References and Notes

  1. 70-80% cross-border fee reduction: Independent industry reporting notes that blockchain-enabled cross-border transaction fees in 2025 are 70–80% lower than traditional correspondent-banking fees in selected corridors (SQ Magazine, "Blockchain in Financial Services Statistics 2026," Nov. 2025). The same analysis also notes that cost reductions depend heavily on corridor and use-case; other blockchain-based models are reported with fees as low as 0.5%, and one study cites up to ~78% reduction in cross-border processing time. This range also finds support in McKinsey Global Payments Report 2023, which documents correspondent banking fees of 2–5% of transaction value versus direct tokenized settlement costs in the range of 0.1–0.3%. The range reflects variation by corridor: high-volume corridors (US-Mexico, UK-India) show compression toward the lower end; low-volume or de-risked corridors (sub-Saharan Africa, Pacific islands) show larger gross reductions. The baseline is total corridor cost inclusive of correspondent bank fees, FX spread, and compliance overhead. For context on legacy costs: World Bank Remittance Prices Worldwide (Q3 2025) puts the global average remittance cost at ~6.4%; BIS (2024) notes a ~6% average cost for $200 remittances. The 70–80% figure is directional evidence for what is achievable in some wholesale corridors, not a universal guarantee. Actual realized savings depend on transaction size, corridor, and implementation architecture.
  2. $50B+ projected business savings by 2030: Cited from Deloitte's "Tokenization of Real-World Assets" report (2025). Deloitte's methodology estimates savings from elimination of nostro pre-funding costs, reduction in correspondent banking fees, and reduced reconciliation overhead across B2B cross-border payment flows globally. This figure covers business-to-business payment flows only and does not include consumer remittance savings. The projection assumes meaningful institutional adoption of tokenized rails in major trade corridors by 2030 - an assumption that carries implementation and regulatory risk. Figures of this horizon and scope should be treated as scenario estimates, not forecasts.
  3. $280B cross-border payment revenues by 2030: Convera Global Payments Report (2024). This figure represents total cross-border payment revenue across all rails - including correspondent banking, card networks, and emerging tokenized infrastructure - not revenue attributable to tokenized rails specifically. The relevance of this figure is that it defines the market being disrupted: tokenized A2A infrastructure is positioned to capture a growing share of this pool as institutional adoption matures, not to replace it entirely. McKinsey's 2023 Global Payments Report projects a similar range ($250-300B by 2027 using an earlier baseline), with cross-border flows growing at approximately 5% CAGR.

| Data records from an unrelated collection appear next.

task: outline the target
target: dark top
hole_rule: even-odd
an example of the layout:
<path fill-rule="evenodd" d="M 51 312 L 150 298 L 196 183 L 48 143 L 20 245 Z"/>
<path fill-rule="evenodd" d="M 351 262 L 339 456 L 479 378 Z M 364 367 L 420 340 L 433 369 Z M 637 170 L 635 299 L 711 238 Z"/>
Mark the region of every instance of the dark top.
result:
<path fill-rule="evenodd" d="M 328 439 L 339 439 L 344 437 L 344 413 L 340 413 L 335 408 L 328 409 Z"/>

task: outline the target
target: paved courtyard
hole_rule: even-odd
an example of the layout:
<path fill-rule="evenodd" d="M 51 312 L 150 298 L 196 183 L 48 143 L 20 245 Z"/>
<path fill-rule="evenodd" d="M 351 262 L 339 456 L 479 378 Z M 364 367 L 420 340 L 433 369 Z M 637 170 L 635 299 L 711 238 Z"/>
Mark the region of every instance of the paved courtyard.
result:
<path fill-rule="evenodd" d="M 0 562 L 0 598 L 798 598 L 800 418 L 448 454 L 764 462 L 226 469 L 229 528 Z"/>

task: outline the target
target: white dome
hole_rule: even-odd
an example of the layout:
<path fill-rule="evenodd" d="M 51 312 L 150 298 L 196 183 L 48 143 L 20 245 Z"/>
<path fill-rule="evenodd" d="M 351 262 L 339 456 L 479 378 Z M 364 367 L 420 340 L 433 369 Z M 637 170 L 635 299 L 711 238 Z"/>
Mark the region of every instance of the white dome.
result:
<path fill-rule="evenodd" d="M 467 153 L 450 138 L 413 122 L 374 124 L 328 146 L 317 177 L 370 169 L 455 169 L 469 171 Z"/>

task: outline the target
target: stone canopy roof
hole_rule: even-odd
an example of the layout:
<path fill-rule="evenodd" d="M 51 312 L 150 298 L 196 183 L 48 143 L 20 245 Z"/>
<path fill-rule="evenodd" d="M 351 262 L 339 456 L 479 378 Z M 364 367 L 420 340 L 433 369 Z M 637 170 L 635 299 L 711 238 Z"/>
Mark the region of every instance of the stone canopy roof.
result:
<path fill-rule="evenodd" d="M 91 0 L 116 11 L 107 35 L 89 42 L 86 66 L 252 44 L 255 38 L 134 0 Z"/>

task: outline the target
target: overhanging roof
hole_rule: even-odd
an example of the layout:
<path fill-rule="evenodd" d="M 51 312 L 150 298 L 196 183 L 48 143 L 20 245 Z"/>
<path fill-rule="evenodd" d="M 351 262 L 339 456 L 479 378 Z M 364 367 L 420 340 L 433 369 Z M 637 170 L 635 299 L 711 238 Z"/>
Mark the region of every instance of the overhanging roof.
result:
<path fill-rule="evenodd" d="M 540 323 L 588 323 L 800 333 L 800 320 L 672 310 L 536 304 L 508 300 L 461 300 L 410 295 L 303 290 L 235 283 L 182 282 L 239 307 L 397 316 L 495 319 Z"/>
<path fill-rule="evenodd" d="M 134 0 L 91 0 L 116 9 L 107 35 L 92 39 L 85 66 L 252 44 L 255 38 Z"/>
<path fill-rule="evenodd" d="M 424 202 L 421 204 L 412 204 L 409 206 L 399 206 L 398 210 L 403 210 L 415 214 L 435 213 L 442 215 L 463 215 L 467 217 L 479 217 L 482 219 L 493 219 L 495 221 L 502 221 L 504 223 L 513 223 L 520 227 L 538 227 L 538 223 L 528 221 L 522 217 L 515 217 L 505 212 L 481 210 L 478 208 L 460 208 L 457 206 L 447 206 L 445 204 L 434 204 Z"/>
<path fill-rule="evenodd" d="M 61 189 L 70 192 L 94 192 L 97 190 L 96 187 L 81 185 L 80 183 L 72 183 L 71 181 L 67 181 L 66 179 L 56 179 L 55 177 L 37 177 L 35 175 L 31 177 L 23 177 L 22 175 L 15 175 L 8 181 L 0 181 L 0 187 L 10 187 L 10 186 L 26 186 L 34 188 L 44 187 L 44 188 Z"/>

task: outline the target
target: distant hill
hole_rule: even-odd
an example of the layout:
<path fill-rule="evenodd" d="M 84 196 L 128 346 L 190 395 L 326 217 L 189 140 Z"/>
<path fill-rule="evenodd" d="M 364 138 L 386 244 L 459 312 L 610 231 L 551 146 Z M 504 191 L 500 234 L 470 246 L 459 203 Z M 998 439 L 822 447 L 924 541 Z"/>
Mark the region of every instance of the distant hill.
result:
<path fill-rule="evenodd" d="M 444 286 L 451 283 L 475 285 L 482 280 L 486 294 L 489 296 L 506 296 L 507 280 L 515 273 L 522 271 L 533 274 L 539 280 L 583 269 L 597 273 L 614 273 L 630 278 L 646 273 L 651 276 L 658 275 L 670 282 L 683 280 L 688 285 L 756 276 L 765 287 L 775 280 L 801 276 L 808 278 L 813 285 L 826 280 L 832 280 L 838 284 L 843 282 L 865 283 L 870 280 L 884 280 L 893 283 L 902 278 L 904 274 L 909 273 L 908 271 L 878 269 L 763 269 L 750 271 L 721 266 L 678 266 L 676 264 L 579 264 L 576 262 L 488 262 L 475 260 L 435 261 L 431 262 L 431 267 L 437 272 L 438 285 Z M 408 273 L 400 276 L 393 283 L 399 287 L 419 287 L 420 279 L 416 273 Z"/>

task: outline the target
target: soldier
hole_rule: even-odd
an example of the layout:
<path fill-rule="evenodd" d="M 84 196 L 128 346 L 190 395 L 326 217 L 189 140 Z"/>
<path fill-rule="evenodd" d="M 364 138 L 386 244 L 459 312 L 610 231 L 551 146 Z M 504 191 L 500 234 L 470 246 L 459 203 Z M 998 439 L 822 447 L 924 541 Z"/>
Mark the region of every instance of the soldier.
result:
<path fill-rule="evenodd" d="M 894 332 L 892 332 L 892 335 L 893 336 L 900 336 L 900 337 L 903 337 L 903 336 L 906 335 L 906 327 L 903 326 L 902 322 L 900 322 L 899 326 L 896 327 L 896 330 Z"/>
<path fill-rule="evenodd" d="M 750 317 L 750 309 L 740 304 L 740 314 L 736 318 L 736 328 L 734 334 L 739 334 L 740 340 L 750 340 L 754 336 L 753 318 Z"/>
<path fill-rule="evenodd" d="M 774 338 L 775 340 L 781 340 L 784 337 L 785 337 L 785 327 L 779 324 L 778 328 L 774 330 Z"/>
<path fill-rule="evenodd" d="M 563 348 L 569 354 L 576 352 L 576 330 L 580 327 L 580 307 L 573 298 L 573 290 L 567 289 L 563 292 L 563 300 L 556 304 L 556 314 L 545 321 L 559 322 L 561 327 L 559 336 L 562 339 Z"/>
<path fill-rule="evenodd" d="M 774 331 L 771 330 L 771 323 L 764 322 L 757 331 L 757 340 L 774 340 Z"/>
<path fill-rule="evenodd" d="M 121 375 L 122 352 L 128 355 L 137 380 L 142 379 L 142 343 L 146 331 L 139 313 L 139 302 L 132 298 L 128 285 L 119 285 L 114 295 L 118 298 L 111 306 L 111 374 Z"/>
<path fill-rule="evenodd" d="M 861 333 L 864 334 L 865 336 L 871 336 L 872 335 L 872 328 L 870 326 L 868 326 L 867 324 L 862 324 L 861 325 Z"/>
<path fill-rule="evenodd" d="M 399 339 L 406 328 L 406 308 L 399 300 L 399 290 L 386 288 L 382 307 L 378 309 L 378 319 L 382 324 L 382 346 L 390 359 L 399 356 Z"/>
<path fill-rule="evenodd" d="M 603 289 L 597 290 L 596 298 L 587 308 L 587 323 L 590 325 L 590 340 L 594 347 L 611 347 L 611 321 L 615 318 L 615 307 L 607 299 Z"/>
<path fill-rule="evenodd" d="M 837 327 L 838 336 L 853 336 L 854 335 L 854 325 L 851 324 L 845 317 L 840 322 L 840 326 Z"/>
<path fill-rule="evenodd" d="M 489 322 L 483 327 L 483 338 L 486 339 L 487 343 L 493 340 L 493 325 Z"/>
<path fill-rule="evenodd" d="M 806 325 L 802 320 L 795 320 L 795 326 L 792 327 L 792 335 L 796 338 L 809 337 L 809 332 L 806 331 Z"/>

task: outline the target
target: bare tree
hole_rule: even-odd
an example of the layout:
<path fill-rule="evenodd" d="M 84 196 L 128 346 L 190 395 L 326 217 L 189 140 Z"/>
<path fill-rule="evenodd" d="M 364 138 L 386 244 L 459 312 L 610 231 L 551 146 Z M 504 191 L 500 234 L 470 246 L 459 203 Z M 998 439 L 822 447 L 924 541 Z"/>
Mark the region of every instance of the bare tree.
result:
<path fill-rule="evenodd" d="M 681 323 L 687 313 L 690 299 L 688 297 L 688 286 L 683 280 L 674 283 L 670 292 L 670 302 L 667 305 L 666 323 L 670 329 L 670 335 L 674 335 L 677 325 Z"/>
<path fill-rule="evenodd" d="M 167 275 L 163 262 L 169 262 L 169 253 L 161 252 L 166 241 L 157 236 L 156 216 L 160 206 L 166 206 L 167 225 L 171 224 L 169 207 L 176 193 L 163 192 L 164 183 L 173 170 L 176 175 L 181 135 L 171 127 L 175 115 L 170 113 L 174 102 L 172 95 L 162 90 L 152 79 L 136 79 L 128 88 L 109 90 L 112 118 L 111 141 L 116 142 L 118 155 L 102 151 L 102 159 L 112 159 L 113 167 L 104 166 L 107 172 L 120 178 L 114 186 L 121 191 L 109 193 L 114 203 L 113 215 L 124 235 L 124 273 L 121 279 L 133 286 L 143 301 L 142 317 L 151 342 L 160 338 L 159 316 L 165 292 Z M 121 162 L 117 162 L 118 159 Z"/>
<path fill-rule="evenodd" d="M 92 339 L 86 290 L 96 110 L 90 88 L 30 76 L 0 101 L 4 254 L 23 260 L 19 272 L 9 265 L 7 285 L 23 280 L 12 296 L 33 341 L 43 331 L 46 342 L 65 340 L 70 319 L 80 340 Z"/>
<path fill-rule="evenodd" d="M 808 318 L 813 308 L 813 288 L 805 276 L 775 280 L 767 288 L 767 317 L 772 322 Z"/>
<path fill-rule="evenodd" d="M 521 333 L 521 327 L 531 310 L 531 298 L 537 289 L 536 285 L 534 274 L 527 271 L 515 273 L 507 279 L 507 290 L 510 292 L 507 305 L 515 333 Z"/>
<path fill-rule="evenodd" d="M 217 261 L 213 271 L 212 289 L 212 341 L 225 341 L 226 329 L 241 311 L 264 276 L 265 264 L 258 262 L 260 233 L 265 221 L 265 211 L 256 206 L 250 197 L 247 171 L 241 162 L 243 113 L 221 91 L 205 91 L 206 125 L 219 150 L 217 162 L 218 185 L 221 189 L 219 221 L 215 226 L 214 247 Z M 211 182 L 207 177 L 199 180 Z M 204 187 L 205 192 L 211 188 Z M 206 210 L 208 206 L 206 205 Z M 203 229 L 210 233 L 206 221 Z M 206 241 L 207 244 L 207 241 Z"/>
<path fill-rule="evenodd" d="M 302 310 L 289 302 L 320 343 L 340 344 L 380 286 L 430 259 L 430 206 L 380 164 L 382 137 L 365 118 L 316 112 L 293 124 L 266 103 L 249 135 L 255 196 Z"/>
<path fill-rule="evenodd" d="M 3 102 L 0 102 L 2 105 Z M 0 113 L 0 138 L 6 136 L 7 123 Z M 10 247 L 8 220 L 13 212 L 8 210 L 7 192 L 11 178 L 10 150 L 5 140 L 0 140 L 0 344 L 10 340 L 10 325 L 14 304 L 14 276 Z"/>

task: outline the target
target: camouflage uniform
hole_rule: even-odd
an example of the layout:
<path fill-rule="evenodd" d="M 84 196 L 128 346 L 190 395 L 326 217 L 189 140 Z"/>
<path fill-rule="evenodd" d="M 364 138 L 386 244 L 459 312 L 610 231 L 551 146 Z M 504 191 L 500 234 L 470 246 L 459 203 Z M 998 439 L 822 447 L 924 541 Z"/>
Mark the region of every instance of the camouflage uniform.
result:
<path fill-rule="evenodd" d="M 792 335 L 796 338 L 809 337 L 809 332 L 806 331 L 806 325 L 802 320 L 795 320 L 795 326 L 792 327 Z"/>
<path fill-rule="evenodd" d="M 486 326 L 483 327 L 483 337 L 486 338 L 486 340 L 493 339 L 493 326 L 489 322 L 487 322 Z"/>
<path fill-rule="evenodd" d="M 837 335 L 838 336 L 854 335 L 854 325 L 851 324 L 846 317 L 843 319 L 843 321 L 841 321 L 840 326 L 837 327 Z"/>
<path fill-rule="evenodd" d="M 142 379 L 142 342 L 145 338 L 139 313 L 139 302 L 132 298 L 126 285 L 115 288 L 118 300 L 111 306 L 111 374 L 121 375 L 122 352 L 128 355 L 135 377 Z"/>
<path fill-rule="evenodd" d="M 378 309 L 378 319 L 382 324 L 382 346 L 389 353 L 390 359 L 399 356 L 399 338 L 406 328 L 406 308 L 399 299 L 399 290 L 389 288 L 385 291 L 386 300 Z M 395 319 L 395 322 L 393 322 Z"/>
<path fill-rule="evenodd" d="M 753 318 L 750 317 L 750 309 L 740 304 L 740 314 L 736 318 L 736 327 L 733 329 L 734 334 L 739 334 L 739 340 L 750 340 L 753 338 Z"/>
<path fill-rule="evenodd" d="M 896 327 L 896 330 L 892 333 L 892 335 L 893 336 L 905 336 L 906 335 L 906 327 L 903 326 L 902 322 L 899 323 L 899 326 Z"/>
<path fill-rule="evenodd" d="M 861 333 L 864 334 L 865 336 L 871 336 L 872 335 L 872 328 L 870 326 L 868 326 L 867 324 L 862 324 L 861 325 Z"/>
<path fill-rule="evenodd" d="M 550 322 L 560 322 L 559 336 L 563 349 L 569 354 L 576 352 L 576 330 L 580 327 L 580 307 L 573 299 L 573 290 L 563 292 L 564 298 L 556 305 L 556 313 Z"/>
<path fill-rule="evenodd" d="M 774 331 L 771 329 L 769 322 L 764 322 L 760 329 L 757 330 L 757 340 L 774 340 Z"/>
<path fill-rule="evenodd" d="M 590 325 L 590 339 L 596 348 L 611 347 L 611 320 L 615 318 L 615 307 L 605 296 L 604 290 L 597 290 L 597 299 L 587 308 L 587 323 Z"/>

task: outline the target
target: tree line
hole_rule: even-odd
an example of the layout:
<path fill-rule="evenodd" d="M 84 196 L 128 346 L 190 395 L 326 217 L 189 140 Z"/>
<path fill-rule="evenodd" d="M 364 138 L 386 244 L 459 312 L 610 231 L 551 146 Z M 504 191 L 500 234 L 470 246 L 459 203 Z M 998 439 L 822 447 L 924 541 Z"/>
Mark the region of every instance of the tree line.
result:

  4. $27T in nostro/vostro pre-funding: This figure is an industry estimate cited across multiple practitioner and vendor sources, including OpenDue (2025), Keyrock (2025), and The GCC Edge (March 2026). It is not an official BIS, IMF, or central bank statistic. For historical context, a 2016 McKinsey study reported nostro balances worldwide exceeding $27 trillion at end-2015; recent industry estimates continue to use the same order-of-magnitude figure in policy discussions, with some 2025 sources citing figures closer to $28 trillion. The figure represents peak intraday and pre-funded liquidity tied up in correspondent banking globally — its cost depends heavily on the prevailing interest rate environment. At current rates (Federal Funds Rate 3.50–3.75% as of March 2026), the annual carry cost of $27T in pre-funded balances is approximately $945B–$1.01 trillion globally, though that cost is distributed across thousands of institutions and many positions earn partial yield. At a 3.625% midpoint rate, holding $1B in a nostro account costs approximately $36M/year in foregone yield, per opendue.com.